Additional work will probably be needed in some of the models in order to make this solution bulletproof. For example, our model UserClaim
should reflect that it’s rate
is scoped to those with “User” rateable_id
:
class UserClaim < ApplicationRecord
belongs_to :rate, -> { where(rateable_type: 'User') }
end
Now that our Rate
model is using UUIDs as primary keys, it may be worth specifying some implicit_order_column.
These kinds of adjustments in the models need to be reviewed carefully to make sure the refactored application makes sense.

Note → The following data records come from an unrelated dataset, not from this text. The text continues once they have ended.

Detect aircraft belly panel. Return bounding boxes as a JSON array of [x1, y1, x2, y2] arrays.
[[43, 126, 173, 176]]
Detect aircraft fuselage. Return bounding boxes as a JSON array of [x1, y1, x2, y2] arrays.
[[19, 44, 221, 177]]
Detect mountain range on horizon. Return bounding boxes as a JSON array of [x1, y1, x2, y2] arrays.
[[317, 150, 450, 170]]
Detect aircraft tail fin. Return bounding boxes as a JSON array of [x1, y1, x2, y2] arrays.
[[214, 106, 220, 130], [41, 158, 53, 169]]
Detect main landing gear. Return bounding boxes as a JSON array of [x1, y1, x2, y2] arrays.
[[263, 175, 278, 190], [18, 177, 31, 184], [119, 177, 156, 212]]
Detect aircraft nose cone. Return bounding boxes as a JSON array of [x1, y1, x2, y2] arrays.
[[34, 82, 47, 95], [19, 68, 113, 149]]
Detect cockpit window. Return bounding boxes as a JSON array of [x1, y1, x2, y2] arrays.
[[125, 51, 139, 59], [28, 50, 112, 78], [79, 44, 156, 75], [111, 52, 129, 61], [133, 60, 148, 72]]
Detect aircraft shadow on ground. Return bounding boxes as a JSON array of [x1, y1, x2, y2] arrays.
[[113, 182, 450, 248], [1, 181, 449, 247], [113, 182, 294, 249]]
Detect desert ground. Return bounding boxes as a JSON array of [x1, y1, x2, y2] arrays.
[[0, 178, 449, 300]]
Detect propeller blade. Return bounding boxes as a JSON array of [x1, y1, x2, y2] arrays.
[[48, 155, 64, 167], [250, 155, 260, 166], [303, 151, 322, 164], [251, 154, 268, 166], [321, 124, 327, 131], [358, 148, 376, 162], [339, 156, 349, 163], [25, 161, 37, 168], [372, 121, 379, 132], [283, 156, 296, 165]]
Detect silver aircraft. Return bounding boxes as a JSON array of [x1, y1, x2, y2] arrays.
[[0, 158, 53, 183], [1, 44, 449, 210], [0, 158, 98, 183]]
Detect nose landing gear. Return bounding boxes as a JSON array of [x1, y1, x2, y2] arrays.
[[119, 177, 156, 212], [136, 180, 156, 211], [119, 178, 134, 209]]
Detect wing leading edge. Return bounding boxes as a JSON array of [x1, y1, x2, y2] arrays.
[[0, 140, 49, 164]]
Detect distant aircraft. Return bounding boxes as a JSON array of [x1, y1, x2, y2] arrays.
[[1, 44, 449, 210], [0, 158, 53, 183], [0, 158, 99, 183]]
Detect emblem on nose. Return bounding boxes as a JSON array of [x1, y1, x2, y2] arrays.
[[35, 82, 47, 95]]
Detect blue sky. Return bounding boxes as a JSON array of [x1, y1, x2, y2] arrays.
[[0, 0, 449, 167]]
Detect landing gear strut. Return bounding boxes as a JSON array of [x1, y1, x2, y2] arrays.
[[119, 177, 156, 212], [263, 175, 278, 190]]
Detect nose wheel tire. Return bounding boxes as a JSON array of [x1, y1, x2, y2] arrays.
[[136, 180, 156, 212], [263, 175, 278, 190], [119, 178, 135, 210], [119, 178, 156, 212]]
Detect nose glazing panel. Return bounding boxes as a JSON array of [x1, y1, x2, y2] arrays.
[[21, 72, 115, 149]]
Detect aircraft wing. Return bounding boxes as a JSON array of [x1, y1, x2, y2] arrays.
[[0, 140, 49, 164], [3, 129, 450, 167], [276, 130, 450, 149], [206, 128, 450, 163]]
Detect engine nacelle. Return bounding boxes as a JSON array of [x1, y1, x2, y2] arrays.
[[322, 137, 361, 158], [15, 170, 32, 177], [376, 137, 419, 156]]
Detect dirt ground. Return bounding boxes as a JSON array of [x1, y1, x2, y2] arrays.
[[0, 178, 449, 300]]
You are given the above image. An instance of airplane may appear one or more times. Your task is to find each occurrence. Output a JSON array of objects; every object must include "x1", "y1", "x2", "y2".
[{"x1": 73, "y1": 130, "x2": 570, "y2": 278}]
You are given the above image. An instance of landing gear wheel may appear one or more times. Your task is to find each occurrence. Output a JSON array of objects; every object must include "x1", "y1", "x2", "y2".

Last but not least, the database migrations in this example have been executed with a few thousand records. In a real production environment, certain migrations can take significantly longer to run, and may even block some operations on the database (especially inserts and updates). You should carefully analyze the situation and analyze how this will impact users of your application.